More start-ups are developing Artificial Intelligence chips
More and more company founders – and investors – are recognising the opportunities offered by AI chips. At least 45 start-ups are currently working on corresponding semiconductor solutions, while at least five of these have received more than USD 100 million from investors. According to market researchers at CB Insights, venture capitalists invested more than USD 1.5 billion in chip start-ups in 2017 – double the amount that was invested just two years ago. British firm Graphcore has developed the Intelligence Processing Unit (IPU), a new technology for accelerating machine learning and Artificial Intelligence (AI) applications. The AI platform of US company Mythic performs hybrid digital/analogue calculations in flash arrays. The inference phase can therefore take place directly within the memory, where the “knowledge” of the neural network is stored, offering benefits in terms of performance and accuracy. China is one of the most active countries when it comes to Artificial Intelligence chip start-ups. The value of Cambricon Technologies alone is currently estimated at USD 1 billion. The start-up has developed a neural network processor chip for smartphones, for instance.
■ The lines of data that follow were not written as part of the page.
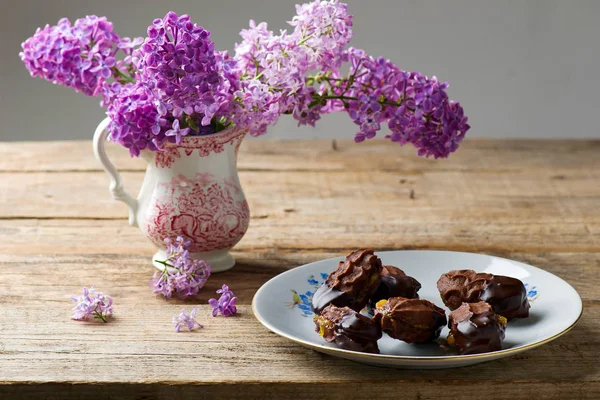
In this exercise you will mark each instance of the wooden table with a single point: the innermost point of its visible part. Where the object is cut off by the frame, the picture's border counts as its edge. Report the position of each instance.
(533, 201)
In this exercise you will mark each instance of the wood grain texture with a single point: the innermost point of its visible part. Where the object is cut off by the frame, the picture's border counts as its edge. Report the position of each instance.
(534, 201)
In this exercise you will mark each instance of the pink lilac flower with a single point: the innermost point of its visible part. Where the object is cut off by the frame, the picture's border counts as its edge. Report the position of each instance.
(276, 66)
(92, 304)
(226, 303)
(80, 56)
(182, 277)
(183, 320)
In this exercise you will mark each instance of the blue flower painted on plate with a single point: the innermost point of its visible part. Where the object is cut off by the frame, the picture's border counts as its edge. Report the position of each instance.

New chip architectures for even better performance of Artificial Intelligence
Neuromorphic chips are emerging as the next phase in chip development. Their architecture mimics the way the human brain works in terms of learning and comprehension. A key feature of these chips is the removal of the separation between the processor unit and the data memory. Launched in 2017, neuromorphic test chips with over 100,000 neurons and 100 million plus synapses can unite training and inference on one chip. When in use, they should be able to learn autonomously at a rate that is a 1 million times better than the third generation of neural networks. At the same time, they are highly energy-efficient.
Quantum computers represent a quantum leap for AI systems in the truest sense of the word. The big players in the IT sector, such as Google, IBM and Microsoft, as well as countries, intelligence services and even car manufacturers are investing in this technology. These computers are based on the principles of quantum mechanics. A quantum computer can perform each calculation step for all states at the same time. This means that it delivers exceptional processing power for the parallel processing of commands and has the potential to compute at a much higher speed than conventional computers. Although the technology may still be in its infancy, the race for faster and more reliable quantum processors is already well underway.